Cboe Won’t Relist Bitcoin Futures Contracts for March

“They’re equally cash settled, meaning two players transaction against each other based on the Cost, and the loser forks over USD into the winner, therefore bitcoin is never transferred by this Marketplace,” said Greenspan
The Cboe Futures Exchange reported that the company is “assessing its own approach with regard to the way it intends to continue to offer digital asset derivatives such as trading,” saying it does not have any intention to record extra contracts for trading relating to the cryptocurrency.

The Chicago Board Options Exchange first recorded its Bitcoin futures on December 10, 2017, above the listing of the Chicago Mercantile Exchange’s futures on December 17 the identical year. The two contracts went live shortly before the cost of bitcoin started to dip from its all-time high over $19,000.

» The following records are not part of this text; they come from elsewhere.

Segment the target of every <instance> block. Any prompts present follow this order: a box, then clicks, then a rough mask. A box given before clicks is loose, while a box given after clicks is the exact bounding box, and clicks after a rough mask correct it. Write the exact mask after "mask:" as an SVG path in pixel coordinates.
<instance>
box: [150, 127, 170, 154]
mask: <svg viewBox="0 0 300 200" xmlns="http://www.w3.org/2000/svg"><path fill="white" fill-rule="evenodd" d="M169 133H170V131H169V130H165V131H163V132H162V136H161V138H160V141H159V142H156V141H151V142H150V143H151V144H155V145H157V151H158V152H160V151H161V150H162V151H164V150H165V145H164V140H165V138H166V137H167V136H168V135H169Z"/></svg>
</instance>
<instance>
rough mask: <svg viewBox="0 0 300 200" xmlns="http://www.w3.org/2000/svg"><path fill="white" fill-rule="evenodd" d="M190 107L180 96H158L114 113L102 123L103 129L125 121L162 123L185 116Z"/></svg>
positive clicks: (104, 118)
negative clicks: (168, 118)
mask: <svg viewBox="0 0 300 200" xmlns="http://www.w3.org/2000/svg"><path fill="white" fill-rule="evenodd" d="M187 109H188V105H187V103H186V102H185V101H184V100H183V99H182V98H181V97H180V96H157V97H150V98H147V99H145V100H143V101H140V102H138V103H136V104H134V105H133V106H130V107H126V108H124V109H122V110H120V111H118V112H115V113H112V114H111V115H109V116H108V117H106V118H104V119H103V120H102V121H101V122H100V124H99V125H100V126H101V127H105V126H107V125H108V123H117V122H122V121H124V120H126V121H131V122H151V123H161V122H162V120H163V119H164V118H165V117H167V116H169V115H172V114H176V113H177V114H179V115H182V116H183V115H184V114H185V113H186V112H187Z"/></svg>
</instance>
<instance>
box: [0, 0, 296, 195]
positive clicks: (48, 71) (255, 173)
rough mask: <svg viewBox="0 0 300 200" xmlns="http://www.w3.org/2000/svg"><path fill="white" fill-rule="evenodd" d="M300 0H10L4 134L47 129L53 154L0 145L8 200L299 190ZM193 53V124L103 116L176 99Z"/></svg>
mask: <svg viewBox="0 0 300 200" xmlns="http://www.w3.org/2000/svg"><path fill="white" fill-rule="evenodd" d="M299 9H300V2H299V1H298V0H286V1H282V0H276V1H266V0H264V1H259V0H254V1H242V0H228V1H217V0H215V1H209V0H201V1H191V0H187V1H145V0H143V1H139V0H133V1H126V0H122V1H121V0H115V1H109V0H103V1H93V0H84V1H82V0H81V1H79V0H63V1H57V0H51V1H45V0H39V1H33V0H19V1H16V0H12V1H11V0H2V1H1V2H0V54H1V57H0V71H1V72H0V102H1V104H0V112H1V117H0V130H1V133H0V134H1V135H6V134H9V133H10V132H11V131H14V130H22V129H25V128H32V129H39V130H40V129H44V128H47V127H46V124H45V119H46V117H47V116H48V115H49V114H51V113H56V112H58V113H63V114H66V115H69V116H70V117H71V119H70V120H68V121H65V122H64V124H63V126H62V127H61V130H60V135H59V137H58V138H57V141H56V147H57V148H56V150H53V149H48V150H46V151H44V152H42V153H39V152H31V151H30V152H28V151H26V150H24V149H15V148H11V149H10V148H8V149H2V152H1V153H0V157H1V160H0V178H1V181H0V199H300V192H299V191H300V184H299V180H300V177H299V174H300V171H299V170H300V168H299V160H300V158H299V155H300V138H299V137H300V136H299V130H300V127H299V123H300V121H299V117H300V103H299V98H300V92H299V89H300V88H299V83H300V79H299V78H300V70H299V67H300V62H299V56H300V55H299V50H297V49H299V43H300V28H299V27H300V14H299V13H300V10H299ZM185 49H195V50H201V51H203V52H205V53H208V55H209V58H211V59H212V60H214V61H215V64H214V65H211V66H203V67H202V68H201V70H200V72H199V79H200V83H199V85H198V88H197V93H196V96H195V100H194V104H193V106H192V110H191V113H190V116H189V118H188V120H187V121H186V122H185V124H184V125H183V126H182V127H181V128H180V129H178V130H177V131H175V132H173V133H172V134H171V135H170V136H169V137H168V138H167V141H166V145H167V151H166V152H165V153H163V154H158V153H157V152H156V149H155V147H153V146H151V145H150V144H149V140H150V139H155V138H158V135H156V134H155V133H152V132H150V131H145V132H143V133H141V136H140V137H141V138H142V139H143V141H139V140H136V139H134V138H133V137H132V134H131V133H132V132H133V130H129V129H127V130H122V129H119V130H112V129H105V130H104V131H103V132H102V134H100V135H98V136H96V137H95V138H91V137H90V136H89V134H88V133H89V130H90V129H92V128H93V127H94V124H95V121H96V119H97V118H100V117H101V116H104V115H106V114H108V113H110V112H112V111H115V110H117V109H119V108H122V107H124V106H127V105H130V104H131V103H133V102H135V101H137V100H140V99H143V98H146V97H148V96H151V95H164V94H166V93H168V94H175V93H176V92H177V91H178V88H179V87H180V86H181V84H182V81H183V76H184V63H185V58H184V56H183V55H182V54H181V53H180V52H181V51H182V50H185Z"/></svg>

“The Cboe contracts weren’t even delivering a lot of volumes anyhow. The dominant player on Wall Street remains the CME Group, whose Bitcoin futures remain in drama,” Mati Greenspan, senior market analyst in eToro, informed Bitcoin Magazine.

The Chicago Board Options Exchange (Cboe) announced that it will not list upcoming Cboe Bitcoin (“XBT”-RRB- futures contracts for trading at March 2019.

After listing its own Bitcoin futurescontract, Cboe filed multiple times with the U.S. Securities and Exchange Commission (SEC) for the acceptance of several Bitcoin ETFs, none of which have already been approved.
Critics of their Cboe stocks, that have been cash-settled contracts (no actual shipping of bitcoin), argued that the financial activity that these types of contracts created had a negative effect on Bitcoin since they did not involve the motion and transfer of physical bitcoins on-chain, therefore suppressing its own price.

Even though it isn’t verified, the motive for Cboe’s closing may be on account of its underperformance in comparison with CME’s futures contracts.